The 540-page report, assembled over almost 12 months, doesn't actually have any final recommendations.
The ACCC has put together a very broad-ranging summary, utilising input from governments, departments, water lobby groups, farmers and water customers.
A glance through the 115 submissions will demonstrate the interest this issue has aroused.
The influence of speculators, the behaviour of water brokers, the crazy price escalations, the confusing array of multi-state regulations and the unintended consequences on the environment of some rules, are all laid out to see.
Surely the points raised in the interim report should have been dealt with in an issues paper.
Wait a minute — there was an issues paper released in October last year.
The latest interim report, a very thorough examination of the range of problems in water trading, looks more like an enhanced issues paper, than an interim report.
Curiously, while the ACCC had 11 months to compile this draft report, irrigators and anyone else interested in the outcomes, get only one month to read 500 pages, digest it and compile a submission in response.
That's two weeks to read it at night and two weeks to prepare a response.
And how can farmers and water organisations give a robust response when they are required to guess at the outcomes?
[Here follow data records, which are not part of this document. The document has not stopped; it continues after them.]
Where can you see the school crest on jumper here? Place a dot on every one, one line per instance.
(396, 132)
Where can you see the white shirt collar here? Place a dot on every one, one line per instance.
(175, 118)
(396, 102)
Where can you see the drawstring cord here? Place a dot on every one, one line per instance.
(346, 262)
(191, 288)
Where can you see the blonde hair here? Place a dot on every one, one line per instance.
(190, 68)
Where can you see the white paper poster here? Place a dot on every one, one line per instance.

Readers are faced with statements like this: "The ACCC is considering whether there is conduct that is harming the efficient working of the water market.”
There are too many "ifs", "maybes" and "maybe nots" to get a really good handle on what the commission is trying to say.
We have been handed a very long summary of the complaints about the water market, with few concrete recommendations.
Irrigators will say: "We know what the problems are, give us some solutions.”